2013/03/27

【生コン】スランプも数量もデジタル計測 残コンの無駄なくす

生コン車に取り付けられた計測器
「トレーサビリティーの要求が強まる一方で、残コン処理の経費負担に苦しんでいる」と語るのは、住友大阪セメントの直営生コン会社である東京エスオーシー(東京都中央区)の伊藤司常務。東京都内で最大規模の出荷量を誇る同社の芝浦工場では、そうした取り巻く環境の変化に対応しようと、独自システムの導入を積極的に始めた。


東京エスオーシーの芝浦工場

年間の残コンは320万m3

 建設現場に出荷された生コンクリートが使われずに戻される「残コン」は東京都生コンクリート工業組合の試算によると、都内だけでも年間320万m3に達し、総出荷量の約3%を占める。
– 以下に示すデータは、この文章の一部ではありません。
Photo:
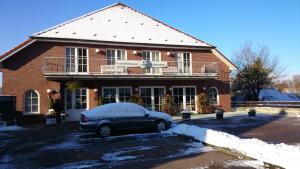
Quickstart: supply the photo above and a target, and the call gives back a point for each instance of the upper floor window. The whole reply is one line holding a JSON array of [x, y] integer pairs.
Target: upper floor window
[[184, 62], [152, 56], [115, 54], [76, 60], [213, 96], [31, 102]]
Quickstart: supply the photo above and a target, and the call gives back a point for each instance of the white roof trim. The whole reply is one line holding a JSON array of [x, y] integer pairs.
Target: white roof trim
[[223, 59], [16, 51], [120, 23]]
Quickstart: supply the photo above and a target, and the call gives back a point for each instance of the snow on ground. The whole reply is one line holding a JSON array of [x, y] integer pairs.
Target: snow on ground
[[275, 95], [283, 155], [9, 128], [119, 155], [245, 163]]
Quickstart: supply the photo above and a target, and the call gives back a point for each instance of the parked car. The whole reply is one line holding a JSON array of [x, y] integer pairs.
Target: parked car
[[123, 117]]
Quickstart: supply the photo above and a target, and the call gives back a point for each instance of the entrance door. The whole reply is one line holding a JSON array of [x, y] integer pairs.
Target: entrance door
[[76, 102], [184, 98], [152, 97]]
残コンは二次製への転用や回収骨材の再利用という使い道があるものの、その大半は廃棄物として生コン工場が処理しているのが実態だ。
 年22万m3を出荷する芝浦工場では、年間の残コン処理料が4000万円に上る。建築現場への供給が多いこともあり、残コン量は年々増加傾向にあり、現在は出荷量の4%を占める。1現場当たりの出荷量は200-300m3。1日に3、4現場に出荷しており、現場数に比例して残コン量は多くなる。
 現場では近隣への配慮が強まり、コンクリート打設時間を制限し、余裕をもって手配する生コン量を増やす傾向にある。型枠の数量拾いを若手社員が担当するケースも多く、積算時点で誤差が生じる場合も少なくない。残コンの発生はゼネコン側にとっても経費負担になっており、伊藤常務が「ゼロにできなくても最小限に抑えられればお互いにメリットがある」というように、生コン業界にとっての切実な願いでもある。

ICカードに品質情報を書き込む

◇デジタル計を生コン車に設置

 芝浦工場では今月中に保有する生コン車48台すべてに「デジタルm3計システム」の取り付けを完了する。生コンのスランプ状態からドラムの回転数で荷下ろしの数量を厳密に調整できるもので、出荷時の温度状態を把握できる機能も追加でき、現場にとっては温度計を使って生コンの状態を計測する手間も軽減できる。現在、同社では3工場で70台を超える生コン車を保有しており、2013年度中には全車両にシステムを導入する方針だ。
 「いつでも貸し出しができる状態」と胸を張るのは中村明芝浦工場長。ICカードを使って生コンの品質管理情報を現場が把握できるシステムは2年前に開発済みだった。ある大手ゼネコンの現場で試験的に採用した結果、一定の効果を得たことから、各現場への導入を呼び掛けている。同社にとっては出荷現場を間違える「誤納防止」対策にもつながるメリットがある。
 生コン工場と建設現場にパソコンとカードリーダーを設置し、生コン車の運転手が携帯するICカードをリーダーにかざすことで、品質情報を提供できる仕組み。ICタグやICチップを使った管理システムは存在するものの、情報の読み取りに支障が出るケースがあり、ICカードの活用を決めた。伊藤常務は「初採用の現場が決まれば、後に続くはず」と期待している。